Ich selber bin kein Typ für langfristige Visionen und eher skeptisch gegenüber zu starken Festlegungen für die Zukunft. Es kommt ja doch oft anders. Mir kommt es darauf an, dass man auf der Basis von klaren Werten und verlässlichen Forschungsmethoden flexibel, aber richtungssicher auf die Herausforderungen reagieren kann, die sich hier und heute stellen. Zum Glück haben wir hier im Institut auch viele Visionäre. Deren Rolle sehe ich darin, Menschen zu begeistern und attraktive Ziele aufzuzeigen, wie etwa die Energiewende. Ich persönlich fühle mich wohler in der Rolle, mögliche Schritte auf diesem Weg zu entwickeln. Beide Typen zusammen ergänzen sich, das ist eine gute Mischung und genau richtig so.
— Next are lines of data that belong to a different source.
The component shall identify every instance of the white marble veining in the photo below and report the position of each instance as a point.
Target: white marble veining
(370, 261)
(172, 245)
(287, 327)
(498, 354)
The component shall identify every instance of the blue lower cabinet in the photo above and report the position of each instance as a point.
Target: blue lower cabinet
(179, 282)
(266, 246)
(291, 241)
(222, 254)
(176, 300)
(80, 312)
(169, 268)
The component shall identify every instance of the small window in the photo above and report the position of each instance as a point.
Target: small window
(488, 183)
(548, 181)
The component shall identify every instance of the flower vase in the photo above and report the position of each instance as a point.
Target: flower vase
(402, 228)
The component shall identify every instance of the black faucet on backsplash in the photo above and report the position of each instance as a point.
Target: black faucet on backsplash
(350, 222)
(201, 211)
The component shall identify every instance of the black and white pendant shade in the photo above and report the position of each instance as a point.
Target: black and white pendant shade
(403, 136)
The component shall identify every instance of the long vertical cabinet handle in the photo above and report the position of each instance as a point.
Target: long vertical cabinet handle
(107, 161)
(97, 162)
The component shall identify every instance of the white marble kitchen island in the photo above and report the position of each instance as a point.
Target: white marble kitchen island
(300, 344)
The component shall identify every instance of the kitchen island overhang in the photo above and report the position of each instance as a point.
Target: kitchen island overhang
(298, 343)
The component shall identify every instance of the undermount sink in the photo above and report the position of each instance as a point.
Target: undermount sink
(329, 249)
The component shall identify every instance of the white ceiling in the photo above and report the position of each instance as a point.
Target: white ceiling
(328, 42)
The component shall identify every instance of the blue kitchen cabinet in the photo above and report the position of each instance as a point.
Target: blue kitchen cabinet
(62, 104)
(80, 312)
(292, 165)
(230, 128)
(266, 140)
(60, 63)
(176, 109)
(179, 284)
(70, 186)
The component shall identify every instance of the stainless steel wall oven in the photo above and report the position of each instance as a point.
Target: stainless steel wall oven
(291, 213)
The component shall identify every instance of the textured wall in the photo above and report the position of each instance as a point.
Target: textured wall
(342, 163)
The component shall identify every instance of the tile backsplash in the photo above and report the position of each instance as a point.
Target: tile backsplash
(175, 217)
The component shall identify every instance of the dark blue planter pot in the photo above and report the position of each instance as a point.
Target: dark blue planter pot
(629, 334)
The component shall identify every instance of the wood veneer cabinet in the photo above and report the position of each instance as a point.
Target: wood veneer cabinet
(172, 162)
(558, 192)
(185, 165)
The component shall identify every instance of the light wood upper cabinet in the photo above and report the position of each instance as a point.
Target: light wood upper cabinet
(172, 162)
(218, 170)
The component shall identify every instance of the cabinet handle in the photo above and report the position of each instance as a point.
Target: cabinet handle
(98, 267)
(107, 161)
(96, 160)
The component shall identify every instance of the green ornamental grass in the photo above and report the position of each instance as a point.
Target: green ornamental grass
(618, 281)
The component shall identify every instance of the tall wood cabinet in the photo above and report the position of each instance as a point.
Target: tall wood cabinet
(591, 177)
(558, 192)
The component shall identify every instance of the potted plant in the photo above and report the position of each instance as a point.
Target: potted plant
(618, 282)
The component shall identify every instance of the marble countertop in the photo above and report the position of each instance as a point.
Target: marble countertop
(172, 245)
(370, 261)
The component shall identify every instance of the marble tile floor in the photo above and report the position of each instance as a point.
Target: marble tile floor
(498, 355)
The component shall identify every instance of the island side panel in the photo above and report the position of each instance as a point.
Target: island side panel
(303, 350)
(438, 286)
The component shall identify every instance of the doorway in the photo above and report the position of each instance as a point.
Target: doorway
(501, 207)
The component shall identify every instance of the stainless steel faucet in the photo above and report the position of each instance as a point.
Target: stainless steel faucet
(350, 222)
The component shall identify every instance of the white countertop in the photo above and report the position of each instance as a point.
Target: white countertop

Wenn ich einen Wunsch habe, dann den, mich hier am Öko-Institut weiterentwickeln zu können, insbesondere neue Themenfelder zu erschließen. Manchmal sind Bereiche nämlich auch schon sozusagen abgegrast. Bei den elektrischen Geräten beispielsweise ist vermutlich nicht mehr viel zu holen, also wenige Effizienzpotentiale zu heben. Dafür gibt es andere, neue Politikfelder zu erschließen. Beispielsweise entwickelt sich gerade das Thema Suffizienzpolitik. Unter Suffizienz verstehen wir Änderungen in Konsummustern, die zu weniger Ressourcenverbrauch führen, wie beispielsweise den Umstieg aufs Fahrrad, den Verzehr von weniger, aber dafür hochwertigen tierischen Produkten, kleinere und flexible Wohnflächen oder auch Entwicklungen wie Minimalismus oder Zero Waste.
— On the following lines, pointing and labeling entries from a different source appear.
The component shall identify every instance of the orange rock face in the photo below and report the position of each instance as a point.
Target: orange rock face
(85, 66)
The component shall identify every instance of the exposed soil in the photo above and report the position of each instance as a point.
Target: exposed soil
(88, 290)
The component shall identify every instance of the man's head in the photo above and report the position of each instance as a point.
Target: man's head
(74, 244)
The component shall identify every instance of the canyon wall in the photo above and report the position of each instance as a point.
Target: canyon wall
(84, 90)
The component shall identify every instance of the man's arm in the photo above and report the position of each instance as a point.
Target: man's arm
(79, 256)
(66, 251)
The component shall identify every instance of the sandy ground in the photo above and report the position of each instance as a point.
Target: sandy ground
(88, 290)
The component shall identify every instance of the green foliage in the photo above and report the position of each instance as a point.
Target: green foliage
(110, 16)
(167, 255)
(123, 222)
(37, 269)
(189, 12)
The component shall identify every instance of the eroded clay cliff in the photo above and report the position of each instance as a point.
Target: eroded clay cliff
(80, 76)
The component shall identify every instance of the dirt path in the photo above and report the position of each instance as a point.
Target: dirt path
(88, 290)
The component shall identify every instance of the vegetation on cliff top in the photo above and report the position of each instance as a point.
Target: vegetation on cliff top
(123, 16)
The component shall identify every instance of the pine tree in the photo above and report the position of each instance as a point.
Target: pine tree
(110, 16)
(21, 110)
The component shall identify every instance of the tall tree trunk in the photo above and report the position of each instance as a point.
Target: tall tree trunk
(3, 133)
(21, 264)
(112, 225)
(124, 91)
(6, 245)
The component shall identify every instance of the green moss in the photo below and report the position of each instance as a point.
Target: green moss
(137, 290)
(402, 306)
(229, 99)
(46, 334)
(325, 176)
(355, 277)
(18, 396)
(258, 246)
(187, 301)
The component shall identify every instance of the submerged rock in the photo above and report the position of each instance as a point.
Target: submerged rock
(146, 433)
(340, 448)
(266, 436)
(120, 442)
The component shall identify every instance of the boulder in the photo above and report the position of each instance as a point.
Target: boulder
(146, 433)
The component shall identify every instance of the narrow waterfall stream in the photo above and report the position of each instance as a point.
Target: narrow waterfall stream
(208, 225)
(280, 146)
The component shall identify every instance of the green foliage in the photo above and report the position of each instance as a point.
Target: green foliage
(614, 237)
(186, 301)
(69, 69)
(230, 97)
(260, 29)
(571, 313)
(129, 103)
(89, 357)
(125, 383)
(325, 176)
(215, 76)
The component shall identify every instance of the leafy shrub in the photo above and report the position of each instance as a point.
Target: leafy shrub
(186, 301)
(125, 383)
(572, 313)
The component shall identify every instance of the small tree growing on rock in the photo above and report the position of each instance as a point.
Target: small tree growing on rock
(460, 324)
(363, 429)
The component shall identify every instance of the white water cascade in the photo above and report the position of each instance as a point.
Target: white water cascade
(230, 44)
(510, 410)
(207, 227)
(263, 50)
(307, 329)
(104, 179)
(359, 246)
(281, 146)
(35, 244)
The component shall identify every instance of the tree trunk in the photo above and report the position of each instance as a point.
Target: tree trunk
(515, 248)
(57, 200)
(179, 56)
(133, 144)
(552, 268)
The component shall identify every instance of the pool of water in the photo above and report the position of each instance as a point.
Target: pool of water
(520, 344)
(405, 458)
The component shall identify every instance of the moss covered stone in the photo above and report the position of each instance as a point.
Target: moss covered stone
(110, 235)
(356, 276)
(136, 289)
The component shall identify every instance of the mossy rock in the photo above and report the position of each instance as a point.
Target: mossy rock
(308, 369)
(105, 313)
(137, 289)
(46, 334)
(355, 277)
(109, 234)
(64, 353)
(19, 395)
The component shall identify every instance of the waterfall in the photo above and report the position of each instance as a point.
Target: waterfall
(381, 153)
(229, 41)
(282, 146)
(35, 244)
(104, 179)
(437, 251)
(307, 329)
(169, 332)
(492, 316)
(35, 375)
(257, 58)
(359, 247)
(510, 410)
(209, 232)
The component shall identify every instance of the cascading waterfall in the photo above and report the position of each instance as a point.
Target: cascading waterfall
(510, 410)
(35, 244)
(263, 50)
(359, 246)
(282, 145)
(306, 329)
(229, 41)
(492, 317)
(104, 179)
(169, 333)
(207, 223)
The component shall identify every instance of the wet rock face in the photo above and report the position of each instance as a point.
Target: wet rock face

Hier gibt es zwar individuelle Vorreiter, aber nur auf Freiwilligkeit und Kulturwandel „von unten“ zu hoffen, fordert zu viel von den Verbraucherinnen und Verbrauchern. Es braucht Veränderungen in der Wirtschaftsweise – Stichwort Postwachstum – und Rahmenbedingungen in der Politik, um suffizientes Alltagshandeln zu ermöglichen und nahezulegen. Das Thema ist in der Politik ein höchst heißes Eisen, weil es darum geht, wie weit individuelle Freiheit reicht und was der Staat darf. Die Emotionen kochen hoch, die Veggietag-Pleite hat sich in das kollektive Gedächtnis eingegraben. Zugleich verstehen vor allem Kommunen die Notwendigkeit und versuchen, hier Handlungsmöglichkeiten zu erschließen. Zarte Ansätze gibt es auch bei UBA und BMUB. Wir wollen politischen Entscheidern Mut machen, ihnen Gründe liefern, dieses Eisen anzufassen und argumentative und strategische „Handschuhe“ bereitstellen, die das vielleicht vereinfachen.
Corinna Fischer arbeitet als Senior Researcher mit dem Schwerpunkt „Nachhaltiger Konsum und Produkte“ am Standort Freiburg.